C’est sur cette plateforme qu’il poste en 2012 un dossier piraté par les Anonymous sur le site internet de la société de renseignement privée Stratfor. Il contient plus de 5 millions de mails qui dévoilent les activités plus que troubles des partenariats public/privé. Ils “incluaient des discussions sur des opportunités d’enlèvements et d’assassinats”, selon l’hebdomadaire américain The Nation, rapporte Reporters sans frontières. Le vice-président de cette société, Fred Burton, laissait même entendre qu’il serait opportun de « tirer avantage du chaos régnant en Libye pour enlever l’auteur de l’attentat de Lockerbie, Abdekbaset al-Megrahi, libéré de prison pour des motifs humanitaires puisqu’il souffre d’une maladie en phase terminale », toujours selon The Nation.
Contre-toute attente, Barret Brown est arrêté le 12 septembre par le FBI à son domicile, alors qu’il était en pleine conversation sur internet. La scène a été filmée par sa webcam, et même si son amie la détourne à l’entrée des forces de l’ordre, on entend distinctement son arrestation :
Quelles charges retenues contre lui ?
Après son arrestation, il ne bénéficie pas de libération sous caution et est détenu arbitrairement durant deux semaines, sans traitement médical.
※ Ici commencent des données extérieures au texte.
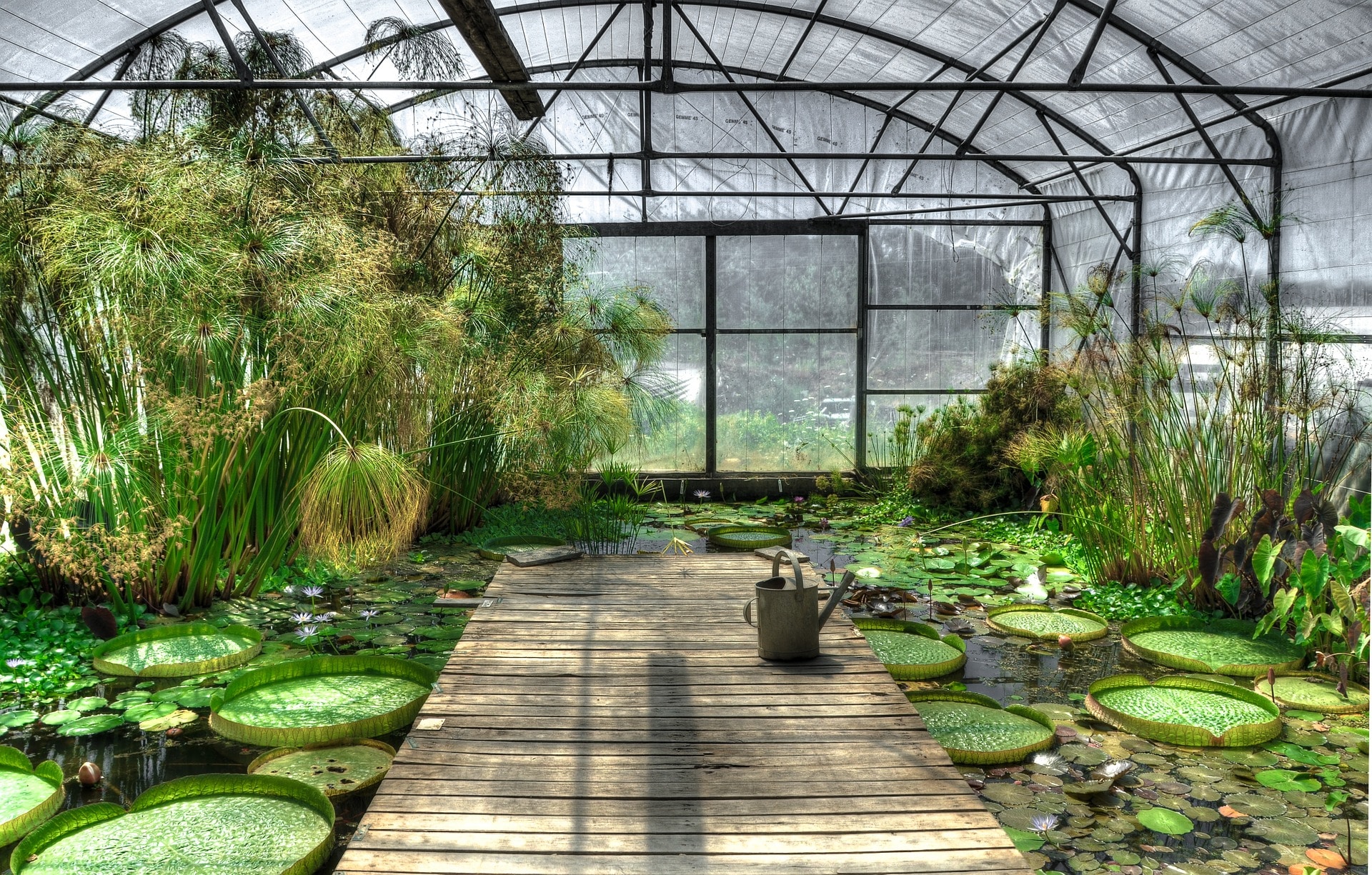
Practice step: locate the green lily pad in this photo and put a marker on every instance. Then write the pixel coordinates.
(1223, 646)
(322, 700)
(246, 824)
(58, 718)
(1286, 779)
(1024, 840)
(1184, 711)
(166, 721)
(91, 724)
(1318, 693)
(913, 651)
(18, 718)
(1166, 821)
(177, 651)
(748, 536)
(28, 794)
(976, 729)
(149, 711)
(334, 769)
(1043, 621)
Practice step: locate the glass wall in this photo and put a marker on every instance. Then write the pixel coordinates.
(767, 338)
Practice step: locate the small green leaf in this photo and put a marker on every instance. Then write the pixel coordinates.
(1166, 821)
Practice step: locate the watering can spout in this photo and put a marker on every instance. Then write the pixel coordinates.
(837, 597)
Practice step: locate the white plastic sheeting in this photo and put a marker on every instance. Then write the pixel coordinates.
(1326, 144)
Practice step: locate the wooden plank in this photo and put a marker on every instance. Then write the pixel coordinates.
(614, 716)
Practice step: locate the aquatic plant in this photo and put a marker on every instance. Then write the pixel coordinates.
(1184, 711)
(913, 651)
(252, 823)
(978, 730)
(1220, 646)
(334, 769)
(322, 699)
(177, 651)
(1043, 621)
(28, 794)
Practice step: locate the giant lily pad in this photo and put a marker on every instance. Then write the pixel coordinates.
(976, 729)
(177, 651)
(1315, 691)
(1221, 646)
(748, 536)
(1043, 621)
(334, 769)
(913, 651)
(1165, 821)
(91, 724)
(223, 824)
(28, 794)
(1184, 711)
(322, 700)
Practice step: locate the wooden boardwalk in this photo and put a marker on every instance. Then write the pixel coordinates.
(611, 716)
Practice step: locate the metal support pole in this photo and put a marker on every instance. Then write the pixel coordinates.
(860, 354)
(711, 375)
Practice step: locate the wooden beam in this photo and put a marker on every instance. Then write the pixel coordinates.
(482, 28)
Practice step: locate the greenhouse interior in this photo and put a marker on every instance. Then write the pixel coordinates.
(681, 436)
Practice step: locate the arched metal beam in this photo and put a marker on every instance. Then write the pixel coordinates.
(601, 64)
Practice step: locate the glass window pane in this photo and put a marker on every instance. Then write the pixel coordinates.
(891, 435)
(942, 349)
(910, 266)
(670, 269)
(785, 402)
(678, 442)
(788, 281)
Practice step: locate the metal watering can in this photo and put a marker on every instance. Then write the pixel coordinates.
(788, 612)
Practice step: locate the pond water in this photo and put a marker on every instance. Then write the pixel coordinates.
(1213, 788)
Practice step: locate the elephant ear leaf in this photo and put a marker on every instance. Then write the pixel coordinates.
(1264, 560)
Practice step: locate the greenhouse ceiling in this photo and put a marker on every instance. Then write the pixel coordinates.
(995, 111)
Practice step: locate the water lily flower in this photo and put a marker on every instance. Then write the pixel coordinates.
(1050, 760)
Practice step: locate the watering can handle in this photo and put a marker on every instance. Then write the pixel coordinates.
(795, 566)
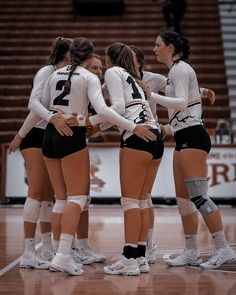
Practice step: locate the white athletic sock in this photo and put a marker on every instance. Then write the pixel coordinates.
(83, 243)
(150, 238)
(191, 241)
(131, 245)
(73, 245)
(46, 239)
(65, 244)
(56, 245)
(29, 245)
(219, 239)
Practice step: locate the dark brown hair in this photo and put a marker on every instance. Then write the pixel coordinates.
(80, 50)
(120, 55)
(59, 49)
(180, 43)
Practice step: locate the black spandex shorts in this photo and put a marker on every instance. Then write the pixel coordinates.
(56, 146)
(155, 147)
(33, 139)
(194, 137)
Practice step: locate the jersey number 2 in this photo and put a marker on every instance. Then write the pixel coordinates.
(60, 100)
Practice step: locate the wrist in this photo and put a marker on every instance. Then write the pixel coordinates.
(81, 120)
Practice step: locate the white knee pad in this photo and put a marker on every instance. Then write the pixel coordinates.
(129, 203)
(31, 210)
(197, 190)
(59, 206)
(185, 206)
(149, 200)
(45, 212)
(79, 200)
(143, 204)
(87, 203)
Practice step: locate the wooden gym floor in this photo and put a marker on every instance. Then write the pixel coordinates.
(106, 235)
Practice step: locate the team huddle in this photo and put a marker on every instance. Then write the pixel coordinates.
(53, 143)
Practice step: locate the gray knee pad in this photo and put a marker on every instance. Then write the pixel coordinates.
(31, 210)
(185, 206)
(197, 189)
(129, 203)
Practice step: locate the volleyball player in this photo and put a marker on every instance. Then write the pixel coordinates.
(38, 204)
(190, 157)
(84, 251)
(156, 83)
(67, 157)
(136, 156)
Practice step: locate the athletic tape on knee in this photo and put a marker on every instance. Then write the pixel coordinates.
(31, 210)
(197, 189)
(149, 200)
(185, 206)
(143, 204)
(78, 200)
(204, 205)
(45, 212)
(59, 206)
(129, 203)
(87, 203)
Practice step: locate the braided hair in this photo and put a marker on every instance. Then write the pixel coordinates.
(120, 55)
(80, 50)
(59, 49)
(180, 43)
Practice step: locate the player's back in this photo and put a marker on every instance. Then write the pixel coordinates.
(85, 86)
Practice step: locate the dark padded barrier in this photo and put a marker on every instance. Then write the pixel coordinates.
(99, 7)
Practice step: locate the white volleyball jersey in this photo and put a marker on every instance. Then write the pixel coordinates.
(182, 97)
(85, 88)
(36, 94)
(156, 83)
(127, 97)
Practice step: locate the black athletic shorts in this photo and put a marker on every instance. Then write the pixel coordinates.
(56, 146)
(194, 137)
(154, 147)
(33, 139)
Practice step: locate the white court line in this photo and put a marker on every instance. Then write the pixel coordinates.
(14, 263)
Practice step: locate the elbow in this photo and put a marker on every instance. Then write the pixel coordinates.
(118, 108)
(182, 106)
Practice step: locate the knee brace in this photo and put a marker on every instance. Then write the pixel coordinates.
(78, 200)
(197, 189)
(129, 203)
(143, 204)
(185, 206)
(31, 210)
(45, 212)
(59, 206)
(87, 203)
(149, 201)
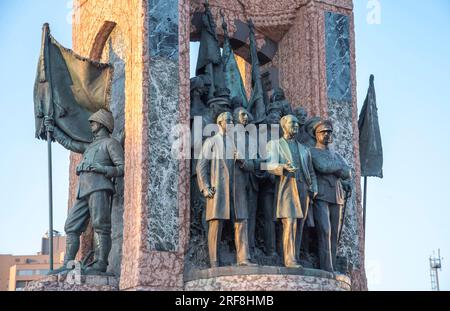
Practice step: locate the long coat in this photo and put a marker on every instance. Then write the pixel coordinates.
(105, 151)
(288, 200)
(228, 178)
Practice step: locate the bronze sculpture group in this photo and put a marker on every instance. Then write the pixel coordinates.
(304, 185)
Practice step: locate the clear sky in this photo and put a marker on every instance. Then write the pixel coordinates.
(408, 216)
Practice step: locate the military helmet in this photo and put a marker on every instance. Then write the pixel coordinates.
(105, 118)
(324, 126)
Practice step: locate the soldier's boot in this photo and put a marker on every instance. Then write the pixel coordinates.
(103, 247)
(72, 246)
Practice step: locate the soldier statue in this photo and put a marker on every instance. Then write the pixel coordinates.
(333, 178)
(291, 162)
(302, 116)
(250, 182)
(103, 159)
(279, 104)
(221, 174)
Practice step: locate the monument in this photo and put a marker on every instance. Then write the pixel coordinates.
(164, 233)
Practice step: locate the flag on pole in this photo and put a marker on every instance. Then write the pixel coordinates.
(370, 147)
(233, 78)
(68, 89)
(256, 104)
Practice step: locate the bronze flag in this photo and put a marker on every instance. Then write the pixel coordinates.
(68, 89)
(370, 147)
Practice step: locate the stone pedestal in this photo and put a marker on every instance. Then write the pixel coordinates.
(67, 283)
(265, 279)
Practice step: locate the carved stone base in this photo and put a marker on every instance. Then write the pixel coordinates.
(264, 279)
(65, 282)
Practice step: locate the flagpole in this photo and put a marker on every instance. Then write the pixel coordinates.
(50, 196)
(365, 205)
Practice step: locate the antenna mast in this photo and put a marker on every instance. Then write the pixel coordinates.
(435, 265)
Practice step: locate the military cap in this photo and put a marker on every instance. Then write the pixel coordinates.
(105, 118)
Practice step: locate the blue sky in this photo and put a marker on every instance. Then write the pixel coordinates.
(408, 214)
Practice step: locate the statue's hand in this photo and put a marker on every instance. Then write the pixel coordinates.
(289, 168)
(49, 124)
(97, 168)
(209, 193)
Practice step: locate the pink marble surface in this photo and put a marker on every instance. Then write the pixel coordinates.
(267, 283)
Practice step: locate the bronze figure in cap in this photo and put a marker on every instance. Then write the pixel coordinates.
(333, 178)
(103, 160)
(291, 162)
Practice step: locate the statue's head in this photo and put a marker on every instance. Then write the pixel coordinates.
(223, 120)
(301, 114)
(272, 117)
(324, 132)
(289, 124)
(102, 118)
(242, 116)
(237, 102)
(277, 95)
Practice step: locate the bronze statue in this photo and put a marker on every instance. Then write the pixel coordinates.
(291, 161)
(278, 103)
(302, 116)
(251, 184)
(267, 185)
(221, 174)
(210, 60)
(333, 179)
(103, 159)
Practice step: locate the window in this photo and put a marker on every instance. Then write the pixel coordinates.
(41, 272)
(25, 272)
(20, 285)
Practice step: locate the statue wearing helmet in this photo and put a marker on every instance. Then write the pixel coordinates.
(103, 160)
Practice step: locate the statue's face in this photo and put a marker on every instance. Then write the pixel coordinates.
(324, 137)
(291, 127)
(302, 116)
(227, 121)
(95, 126)
(273, 118)
(243, 117)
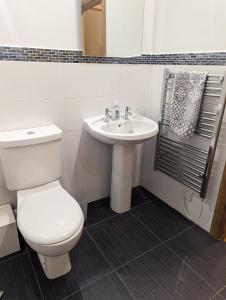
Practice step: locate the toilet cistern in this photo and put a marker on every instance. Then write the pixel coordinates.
(50, 220)
(123, 133)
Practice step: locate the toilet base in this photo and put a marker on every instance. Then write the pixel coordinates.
(55, 267)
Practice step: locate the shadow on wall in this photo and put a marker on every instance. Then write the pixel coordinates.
(6, 196)
(90, 177)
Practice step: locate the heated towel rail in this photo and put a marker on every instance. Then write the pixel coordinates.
(189, 161)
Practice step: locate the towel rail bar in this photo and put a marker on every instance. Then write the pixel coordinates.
(190, 161)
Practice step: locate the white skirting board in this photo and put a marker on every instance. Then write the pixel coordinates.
(9, 241)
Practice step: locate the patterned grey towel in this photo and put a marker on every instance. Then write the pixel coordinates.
(187, 98)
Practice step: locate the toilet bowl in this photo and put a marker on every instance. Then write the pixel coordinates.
(51, 222)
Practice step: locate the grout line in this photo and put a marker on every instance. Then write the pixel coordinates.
(112, 271)
(143, 204)
(124, 284)
(40, 290)
(118, 214)
(98, 247)
(162, 241)
(218, 293)
(101, 221)
(191, 268)
(14, 257)
(87, 285)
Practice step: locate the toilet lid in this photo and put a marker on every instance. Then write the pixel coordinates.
(49, 216)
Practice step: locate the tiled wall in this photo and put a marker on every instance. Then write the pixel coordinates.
(36, 94)
(69, 56)
(164, 187)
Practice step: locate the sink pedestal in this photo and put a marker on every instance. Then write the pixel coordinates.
(122, 177)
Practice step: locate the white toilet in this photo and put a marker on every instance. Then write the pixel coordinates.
(50, 220)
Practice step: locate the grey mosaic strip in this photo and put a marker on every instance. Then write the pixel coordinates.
(70, 56)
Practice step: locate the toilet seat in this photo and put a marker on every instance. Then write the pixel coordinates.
(48, 214)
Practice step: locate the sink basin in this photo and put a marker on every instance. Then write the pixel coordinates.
(134, 130)
(123, 135)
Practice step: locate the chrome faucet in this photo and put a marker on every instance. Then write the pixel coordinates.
(127, 112)
(108, 116)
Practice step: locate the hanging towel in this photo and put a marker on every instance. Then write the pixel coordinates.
(186, 103)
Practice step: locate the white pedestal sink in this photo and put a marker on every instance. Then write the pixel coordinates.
(123, 135)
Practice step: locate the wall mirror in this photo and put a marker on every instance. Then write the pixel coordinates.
(112, 27)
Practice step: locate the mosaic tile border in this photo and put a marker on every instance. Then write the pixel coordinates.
(70, 56)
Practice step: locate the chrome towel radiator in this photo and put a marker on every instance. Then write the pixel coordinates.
(189, 161)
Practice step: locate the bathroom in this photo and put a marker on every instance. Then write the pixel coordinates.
(145, 231)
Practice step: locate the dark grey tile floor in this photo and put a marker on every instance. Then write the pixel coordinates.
(151, 252)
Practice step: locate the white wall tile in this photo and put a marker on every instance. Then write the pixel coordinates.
(37, 94)
(52, 81)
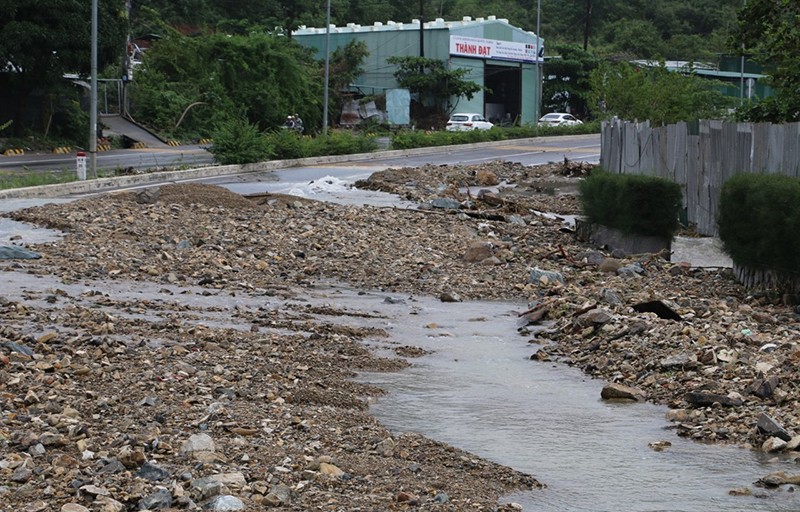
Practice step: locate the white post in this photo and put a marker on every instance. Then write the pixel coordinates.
(80, 165)
(327, 70)
(93, 99)
(539, 62)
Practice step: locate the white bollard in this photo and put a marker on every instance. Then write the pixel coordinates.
(80, 164)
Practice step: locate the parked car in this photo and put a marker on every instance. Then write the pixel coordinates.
(559, 119)
(467, 122)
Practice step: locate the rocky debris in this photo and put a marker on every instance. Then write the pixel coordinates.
(619, 392)
(95, 389)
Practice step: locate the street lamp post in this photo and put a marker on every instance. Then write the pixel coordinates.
(93, 99)
(327, 69)
(539, 60)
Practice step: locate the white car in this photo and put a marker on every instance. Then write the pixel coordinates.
(559, 119)
(467, 122)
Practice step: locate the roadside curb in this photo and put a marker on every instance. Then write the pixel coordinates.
(101, 185)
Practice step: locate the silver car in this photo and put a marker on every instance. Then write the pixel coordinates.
(559, 119)
(467, 122)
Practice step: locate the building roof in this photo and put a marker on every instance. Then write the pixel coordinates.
(378, 26)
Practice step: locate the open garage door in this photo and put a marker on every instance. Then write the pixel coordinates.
(503, 103)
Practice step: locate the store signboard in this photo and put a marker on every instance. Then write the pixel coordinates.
(493, 49)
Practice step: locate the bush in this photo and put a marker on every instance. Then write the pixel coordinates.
(759, 221)
(633, 204)
(408, 139)
(237, 141)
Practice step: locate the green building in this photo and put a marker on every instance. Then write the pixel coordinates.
(503, 58)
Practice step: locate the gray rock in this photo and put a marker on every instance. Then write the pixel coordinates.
(630, 270)
(160, 499)
(612, 297)
(591, 257)
(21, 475)
(444, 203)
(616, 391)
(707, 399)
(279, 495)
(12, 252)
(478, 251)
(770, 427)
(449, 297)
(225, 503)
(151, 472)
(764, 388)
(16, 347)
(148, 195)
(679, 361)
(113, 466)
(198, 443)
(545, 277)
(773, 444)
(206, 487)
(594, 317)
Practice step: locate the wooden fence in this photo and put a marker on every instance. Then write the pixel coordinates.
(701, 156)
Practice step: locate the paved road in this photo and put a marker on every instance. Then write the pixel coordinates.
(149, 158)
(527, 152)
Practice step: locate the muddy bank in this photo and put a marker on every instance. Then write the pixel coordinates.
(111, 383)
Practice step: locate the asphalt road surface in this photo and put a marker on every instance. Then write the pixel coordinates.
(149, 158)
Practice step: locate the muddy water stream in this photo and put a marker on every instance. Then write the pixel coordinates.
(478, 390)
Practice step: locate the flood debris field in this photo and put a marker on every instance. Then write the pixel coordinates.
(112, 402)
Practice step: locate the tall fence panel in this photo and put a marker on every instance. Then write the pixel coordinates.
(700, 157)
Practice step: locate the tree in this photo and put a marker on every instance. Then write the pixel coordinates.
(40, 44)
(345, 67)
(653, 93)
(432, 81)
(269, 76)
(770, 29)
(567, 87)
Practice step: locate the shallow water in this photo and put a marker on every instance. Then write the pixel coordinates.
(478, 390)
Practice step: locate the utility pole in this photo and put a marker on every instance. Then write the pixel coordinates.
(421, 29)
(93, 99)
(587, 25)
(327, 70)
(539, 60)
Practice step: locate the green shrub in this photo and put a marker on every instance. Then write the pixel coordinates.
(237, 141)
(633, 204)
(408, 139)
(759, 221)
(287, 145)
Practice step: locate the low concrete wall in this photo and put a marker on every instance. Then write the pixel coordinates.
(144, 179)
(617, 241)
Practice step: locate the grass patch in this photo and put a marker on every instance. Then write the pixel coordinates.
(35, 179)
(408, 139)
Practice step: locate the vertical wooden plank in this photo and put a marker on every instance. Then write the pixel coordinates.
(760, 150)
(646, 152)
(775, 149)
(791, 152)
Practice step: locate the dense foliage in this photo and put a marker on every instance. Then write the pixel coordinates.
(417, 138)
(633, 204)
(770, 29)
(212, 76)
(759, 221)
(653, 93)
(433, 81)
(237, 141)
(39, 44)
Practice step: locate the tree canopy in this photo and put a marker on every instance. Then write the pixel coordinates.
(40, 44)
(770, 29)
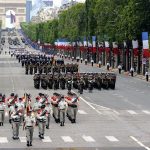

Ce n’est que le 3 octobre que les charges de « menace », « conspiration », et « vengeance contre un fonctionnaire fédéral » sont ajoutés à son inculpation. Il est accusé d’avoir menacé de mort un agent du FBI dans une vidéo publiée sur youtube. Ce dernier avait harcelé sa mère pour obtenir des informations, cause selon le journaliste de son excès verbal sur la toile.
Le 14 décembre, 12 chefs d’accusation dont encore retenus pour « hacking » concernant le piratage de la société Stratfor. En janvier 2013 enfin, une dernière inculpation vient s’ajouter au dossier. Il est accusé de dissimulation de preuves, lors de la perquisition du FBI à son domicile et celui de sa mère en mars 2012.
Il risque pour tout cela 105 ans de prison. Pour Reporter sans frontières, cette action du gouvernement américain pour empêcher le travail de Barrett Brown et sa manière de punir un journaliste n’ayant pas commis d’actes méritant une telle peine représente une grande menace pour la liberté de la presse et la liberté d’expression, au coeur même du pays qui se veut « la plus grande démocratie du monde ».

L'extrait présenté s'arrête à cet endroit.